U bent op 1 september 2024 begonnen als interimdirecteur bij Weener XL. Vanwaar ‘interim’? 

Ina Hol (56): ‘Na het vertrek van mijn voorganger, Sjoerd van het Erve, besloot Weener XL om even een overbruggingsperiode in acht te nemen om stil te staan bij vragen als: Waar staan we als Weener XL voor aan de lat? Hoe moet ons profiel eruitzien? Vandaar dat men even rust wilde creëren om na te denken. En vandaar deze interimsituatie, om intussen op zoek te gaan naar een definitieve opvolger. Die zal binnen nu en een paar maanden wel gevonden zijn, denk ik.’ 

In 2022-2023 was er gedoe bij Weener XL. 

‘Het Brabants Dagblad heeft toen inderdaad iets over ons gepubliceerd. Ik heb niks bijzonders of afwijkends gezien binnen dit bedrijf, het valt me vooral op hoe betrokken iedereen is bij het welzijn van onze medewerkers. Ik vind Weener XL een heel mooi en gezond bedrijf. En ja, het is ook een specifiek bedrijf. Maar ik heb hiervóór negen jaar een soortgelijk bedrijf geleid. En natuurlijk, je hebt als organisatie altijd iets te doen. Maar dat geldt voor elke organisatie. Je bent nooit klaar. Ook wij niet. 

‘Vergeet bovendien niet dat de bijstand sterk is veranderd: mensen in de bijstand vormen een andere groep dan tien jaar geleden. Dus de complexiteit om daar individueel elke keer het passende voor te doen, is fors. En dat betekent ook voor Weener XL – met de mooie doelstelling om heel veel mensen zelf in dienst te nemen en/of in onze eigen stad werk te bieden – dat we een grote groep werknemers hebben die we goed moeten begeleiden. We werken ook vaak in groepen en die dynamiek is complex. Dat we daar goed op ingericht moeten zijn, is wel een van de verbeterlijnen die uit deze situatie is voortgekomen. Het is een vervelende wake-up call, en het is ook een wake-up call voor de politiek. Want dit zijn bedrijven waar de problematiek complex is.’ 

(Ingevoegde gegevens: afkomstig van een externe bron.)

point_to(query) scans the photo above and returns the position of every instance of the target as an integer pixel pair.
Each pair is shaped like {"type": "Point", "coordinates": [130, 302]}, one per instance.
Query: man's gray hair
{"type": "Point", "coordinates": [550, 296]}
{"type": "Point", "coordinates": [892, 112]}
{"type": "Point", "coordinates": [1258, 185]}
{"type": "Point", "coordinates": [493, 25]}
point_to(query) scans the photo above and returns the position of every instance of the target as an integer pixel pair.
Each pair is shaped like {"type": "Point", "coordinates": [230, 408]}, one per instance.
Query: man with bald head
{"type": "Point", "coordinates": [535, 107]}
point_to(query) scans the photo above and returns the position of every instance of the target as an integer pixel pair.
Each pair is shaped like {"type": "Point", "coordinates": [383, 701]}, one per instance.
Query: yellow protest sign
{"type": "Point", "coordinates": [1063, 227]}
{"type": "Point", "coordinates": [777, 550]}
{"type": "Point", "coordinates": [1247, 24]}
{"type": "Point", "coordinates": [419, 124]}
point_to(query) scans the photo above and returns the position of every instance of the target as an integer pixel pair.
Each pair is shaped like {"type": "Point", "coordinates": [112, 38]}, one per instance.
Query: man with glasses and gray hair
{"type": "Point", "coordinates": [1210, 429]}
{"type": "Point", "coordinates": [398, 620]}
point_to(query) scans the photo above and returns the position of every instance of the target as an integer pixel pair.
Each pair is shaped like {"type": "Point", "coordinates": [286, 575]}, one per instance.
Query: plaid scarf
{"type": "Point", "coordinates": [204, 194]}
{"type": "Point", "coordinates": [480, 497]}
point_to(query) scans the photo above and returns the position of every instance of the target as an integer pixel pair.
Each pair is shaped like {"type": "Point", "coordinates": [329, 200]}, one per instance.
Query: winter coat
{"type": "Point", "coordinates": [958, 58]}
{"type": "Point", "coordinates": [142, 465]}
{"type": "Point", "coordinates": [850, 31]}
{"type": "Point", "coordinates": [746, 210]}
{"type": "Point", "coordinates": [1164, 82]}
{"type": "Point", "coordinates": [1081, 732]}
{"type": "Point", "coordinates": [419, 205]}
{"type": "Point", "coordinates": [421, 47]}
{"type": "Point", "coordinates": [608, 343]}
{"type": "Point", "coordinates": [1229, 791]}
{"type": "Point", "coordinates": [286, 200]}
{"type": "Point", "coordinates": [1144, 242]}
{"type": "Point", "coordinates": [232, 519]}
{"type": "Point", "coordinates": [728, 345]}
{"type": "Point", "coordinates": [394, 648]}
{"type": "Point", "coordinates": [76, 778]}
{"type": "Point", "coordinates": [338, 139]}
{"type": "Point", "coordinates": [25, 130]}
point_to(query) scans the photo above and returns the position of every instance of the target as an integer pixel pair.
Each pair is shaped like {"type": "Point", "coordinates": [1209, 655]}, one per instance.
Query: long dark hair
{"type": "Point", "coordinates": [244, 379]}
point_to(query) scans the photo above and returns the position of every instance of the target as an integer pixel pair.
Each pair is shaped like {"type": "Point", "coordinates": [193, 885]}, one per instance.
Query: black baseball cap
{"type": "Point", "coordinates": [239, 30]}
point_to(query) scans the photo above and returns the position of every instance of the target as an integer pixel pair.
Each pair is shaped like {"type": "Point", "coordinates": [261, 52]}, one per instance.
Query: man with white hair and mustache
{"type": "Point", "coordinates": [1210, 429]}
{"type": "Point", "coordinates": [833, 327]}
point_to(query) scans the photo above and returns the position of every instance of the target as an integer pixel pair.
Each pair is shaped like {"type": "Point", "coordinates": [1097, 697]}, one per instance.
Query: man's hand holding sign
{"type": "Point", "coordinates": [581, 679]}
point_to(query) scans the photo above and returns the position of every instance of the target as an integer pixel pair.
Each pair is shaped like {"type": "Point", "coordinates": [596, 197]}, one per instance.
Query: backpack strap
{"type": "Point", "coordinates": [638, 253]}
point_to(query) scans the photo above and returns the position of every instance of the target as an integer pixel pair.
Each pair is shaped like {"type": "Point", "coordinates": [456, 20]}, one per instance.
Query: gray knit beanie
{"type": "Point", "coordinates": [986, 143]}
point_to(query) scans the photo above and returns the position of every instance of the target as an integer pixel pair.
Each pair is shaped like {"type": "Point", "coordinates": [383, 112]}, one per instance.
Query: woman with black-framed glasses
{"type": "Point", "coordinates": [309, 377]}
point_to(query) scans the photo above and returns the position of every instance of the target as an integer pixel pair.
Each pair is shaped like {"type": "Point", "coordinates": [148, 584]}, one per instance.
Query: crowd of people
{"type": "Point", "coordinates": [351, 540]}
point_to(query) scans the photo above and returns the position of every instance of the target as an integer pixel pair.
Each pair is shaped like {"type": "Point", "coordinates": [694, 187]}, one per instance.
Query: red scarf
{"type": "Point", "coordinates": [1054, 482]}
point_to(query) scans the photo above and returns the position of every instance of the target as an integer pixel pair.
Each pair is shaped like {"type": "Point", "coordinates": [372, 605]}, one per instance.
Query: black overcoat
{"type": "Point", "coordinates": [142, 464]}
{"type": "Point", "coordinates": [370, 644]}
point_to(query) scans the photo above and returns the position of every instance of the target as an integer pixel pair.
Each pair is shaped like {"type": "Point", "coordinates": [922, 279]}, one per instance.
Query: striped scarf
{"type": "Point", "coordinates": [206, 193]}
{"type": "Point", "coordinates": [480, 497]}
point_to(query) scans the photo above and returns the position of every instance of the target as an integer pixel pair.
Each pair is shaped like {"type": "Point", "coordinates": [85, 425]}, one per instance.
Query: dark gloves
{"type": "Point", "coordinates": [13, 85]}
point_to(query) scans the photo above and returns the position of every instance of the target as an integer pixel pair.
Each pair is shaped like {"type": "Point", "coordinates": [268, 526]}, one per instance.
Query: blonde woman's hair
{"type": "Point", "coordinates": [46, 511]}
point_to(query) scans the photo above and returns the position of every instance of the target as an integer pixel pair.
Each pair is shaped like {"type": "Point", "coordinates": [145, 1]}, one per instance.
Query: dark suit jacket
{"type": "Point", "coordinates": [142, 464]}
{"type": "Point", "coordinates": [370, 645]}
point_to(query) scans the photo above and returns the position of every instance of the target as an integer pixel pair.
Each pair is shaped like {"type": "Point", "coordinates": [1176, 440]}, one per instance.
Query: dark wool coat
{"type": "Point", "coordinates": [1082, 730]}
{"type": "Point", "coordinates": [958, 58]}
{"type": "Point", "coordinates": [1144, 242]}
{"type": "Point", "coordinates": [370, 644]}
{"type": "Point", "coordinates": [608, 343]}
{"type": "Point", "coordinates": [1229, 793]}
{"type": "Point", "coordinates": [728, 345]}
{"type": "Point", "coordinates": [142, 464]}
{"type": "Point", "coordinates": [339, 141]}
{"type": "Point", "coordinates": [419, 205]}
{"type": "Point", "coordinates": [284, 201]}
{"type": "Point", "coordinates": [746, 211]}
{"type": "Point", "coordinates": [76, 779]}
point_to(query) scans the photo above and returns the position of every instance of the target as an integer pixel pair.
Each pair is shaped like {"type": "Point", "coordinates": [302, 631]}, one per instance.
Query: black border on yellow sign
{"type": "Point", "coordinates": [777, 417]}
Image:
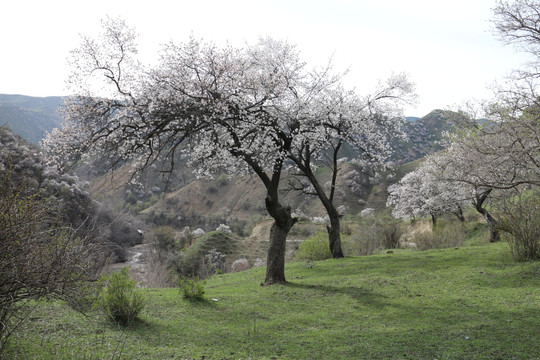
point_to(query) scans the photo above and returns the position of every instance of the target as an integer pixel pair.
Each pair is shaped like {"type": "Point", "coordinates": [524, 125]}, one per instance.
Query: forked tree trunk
{"type": "Point", "coordinates": [334, 237]}
{"type": "Point", "coordinates": [459, 214]}
{"type": "Point", "coordinates": [494, 234]}
{"type": "Point", "coordinates": [283, 222]}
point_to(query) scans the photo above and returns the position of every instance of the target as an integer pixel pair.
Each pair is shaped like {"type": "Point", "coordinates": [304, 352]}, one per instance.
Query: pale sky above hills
{"type": "Point", "coordinates": [446, 47]}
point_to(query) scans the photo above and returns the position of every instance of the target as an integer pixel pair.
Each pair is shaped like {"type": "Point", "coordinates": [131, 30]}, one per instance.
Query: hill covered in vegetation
{"type": "Point", "coordinates": [28, 116]}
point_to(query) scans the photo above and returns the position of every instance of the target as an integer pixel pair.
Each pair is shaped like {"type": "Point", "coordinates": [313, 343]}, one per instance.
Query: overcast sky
{"type": "Point", "coordinates": [446, 47]}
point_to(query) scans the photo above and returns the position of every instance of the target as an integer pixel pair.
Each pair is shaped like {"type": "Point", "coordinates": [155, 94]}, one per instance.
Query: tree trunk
{"type": "Point", "coordinates": [283, 222]}
{"type": "Point", "coordinates": [334, 237]}
{"type": "Point", "coordinates": [494, 234]}
{"type": "Point", "coordinates": [459, 214]}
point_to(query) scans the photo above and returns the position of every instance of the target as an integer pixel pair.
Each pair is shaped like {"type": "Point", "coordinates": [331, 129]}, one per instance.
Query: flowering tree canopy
{"type": "Point", "coordinates": [239, 110]}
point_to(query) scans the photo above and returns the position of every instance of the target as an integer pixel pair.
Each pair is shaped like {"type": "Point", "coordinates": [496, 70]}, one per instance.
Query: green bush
{"type": "Point", "coordinates": [315, 247]}
{"type": "Point", "coordinates": [364, 242]}
{"type": "Point", "coordinates": [193, 289]}
{"type": "Point", "coordinates": [120, 300]}
{"type": "Point", "coordinates": [443, 236]}
{"type": "Point", "coordinates": [165, 237]}
{"type": "Point", "coordinates": [520, 220]}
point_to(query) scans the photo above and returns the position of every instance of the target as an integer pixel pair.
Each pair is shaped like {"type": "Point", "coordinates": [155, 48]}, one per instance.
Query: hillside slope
{"type": "Point", "coordinates": [30, 117]}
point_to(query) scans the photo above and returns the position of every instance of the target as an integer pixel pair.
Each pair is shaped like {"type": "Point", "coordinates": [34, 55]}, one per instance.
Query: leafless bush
{"type": "Point", "coordinates": [364, 242]}
{"type": "Point", "coordinates": [39, 256]}
{"type": "Point", "coordinates": [519, 218]}
{"type": "Point", "coordinates": [390, 234]}
{"type": "Point", "coordinates": [443, 236]}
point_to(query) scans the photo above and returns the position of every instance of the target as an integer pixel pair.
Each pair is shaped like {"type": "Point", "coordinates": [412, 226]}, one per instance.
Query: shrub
{"type": "Point", "coordinates": [193, 289]}
{"type": "Point", "coordinates": [443, 236]}
{"type": "Point", "coordinates": [364, 242]}
{"type": "Point", "coordinates": [520, 220]}
{"type": "Point", "coordinates": [120, 300]}
{"type": "Point", "coordinates": [315, 247]}
{"type": "Point", "coordinates": [165, 237]}
{"type": "Point", "coordinates": [390, 234]}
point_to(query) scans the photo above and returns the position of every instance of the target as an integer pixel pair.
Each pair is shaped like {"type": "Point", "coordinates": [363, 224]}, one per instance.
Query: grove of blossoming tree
{"type": "Point", "coordinates": [238, 110]}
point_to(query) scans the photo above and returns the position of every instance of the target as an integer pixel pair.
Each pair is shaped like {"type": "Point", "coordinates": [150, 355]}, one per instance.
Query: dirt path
{"type": "Point", "coordinates": [137, 261]}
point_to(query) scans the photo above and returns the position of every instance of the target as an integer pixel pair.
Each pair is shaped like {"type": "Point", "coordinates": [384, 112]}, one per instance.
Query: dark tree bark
{"type": "Point", "coordinates": [334, 237]}
{"type": "Point", "coordinates": [479, 200]}
{"type": "Point", "coordinates": [433, 220]}
{"type": "Point", "coordinates": [283, 222]}
{"type": "Point", "coordinates": [459, 214]}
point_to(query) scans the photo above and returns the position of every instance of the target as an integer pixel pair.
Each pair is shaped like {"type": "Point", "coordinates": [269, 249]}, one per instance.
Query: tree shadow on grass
{"type": "Point", "coordinates": [362, 295]}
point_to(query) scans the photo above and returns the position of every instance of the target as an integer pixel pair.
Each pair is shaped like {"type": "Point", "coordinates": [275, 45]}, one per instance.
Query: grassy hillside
{"type": "Point", "coordinates": [467, 303]}
{"type": "Point", "coordinates": [30, 117]}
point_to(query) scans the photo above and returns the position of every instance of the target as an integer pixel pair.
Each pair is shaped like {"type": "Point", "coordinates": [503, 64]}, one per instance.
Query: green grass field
{"type": "Point", "coordinates": [466, 303]}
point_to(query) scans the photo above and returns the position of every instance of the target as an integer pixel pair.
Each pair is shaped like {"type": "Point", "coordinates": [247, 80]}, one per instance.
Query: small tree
{"type": "Point", "coordinates": [340, 117]}
{"type": "Point", "coordinates": [233, 110]}
{"type": "Point", "coordinates": [519, 218]}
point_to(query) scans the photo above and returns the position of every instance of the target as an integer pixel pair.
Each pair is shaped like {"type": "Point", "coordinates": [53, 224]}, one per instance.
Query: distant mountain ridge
{"type": "Point", "coordinates": [28, 116]}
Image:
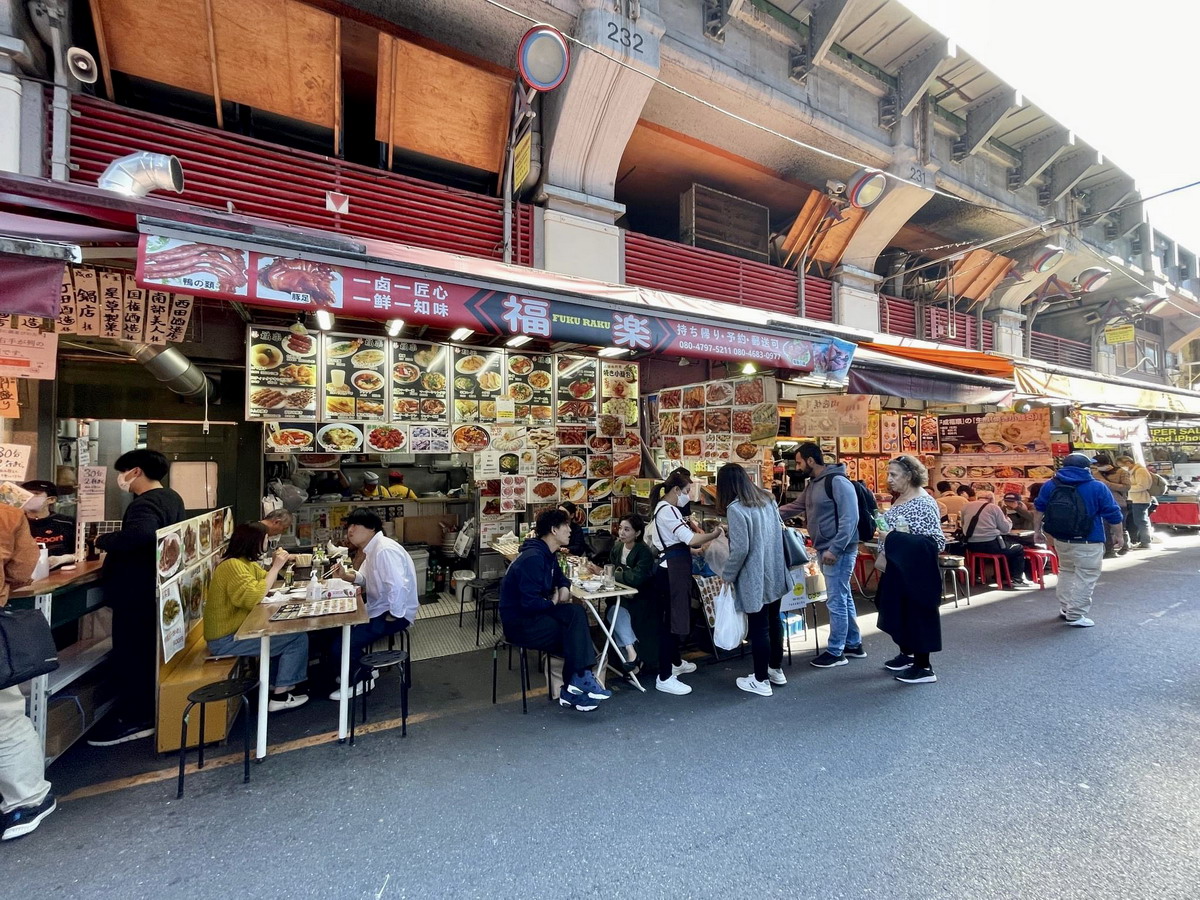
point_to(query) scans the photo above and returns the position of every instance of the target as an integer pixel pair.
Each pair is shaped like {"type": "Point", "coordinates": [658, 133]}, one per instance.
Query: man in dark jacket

U hebt in elk geval geen ‘onveilig werkklimaat’ aangetroffen? Want die term gebruikte de Bossche tv-zender DTV op 7 oktober 2022. 

‘Nee, ik heb geen situaties meegemaakt die me hebben verbaasd. Voor mij waren het allemaal heel herkenbare dingen. Ja, we hebben soms klachten. Ja, we hebben soms een situatie dat er iets gebeurt door complexe gedragingen van mensen bij elkaar. Maar nee, ik heb geen situaties gezien waarvan ik dacht: “Nou nou, wat is hier aan de hand? Dit doen we niet goed met de mensen.” Nee, mensen zitten er echt allemaal met de juiste intentie.’ 

En hoe veilig ervaren die mensen zelf het werkklimaat?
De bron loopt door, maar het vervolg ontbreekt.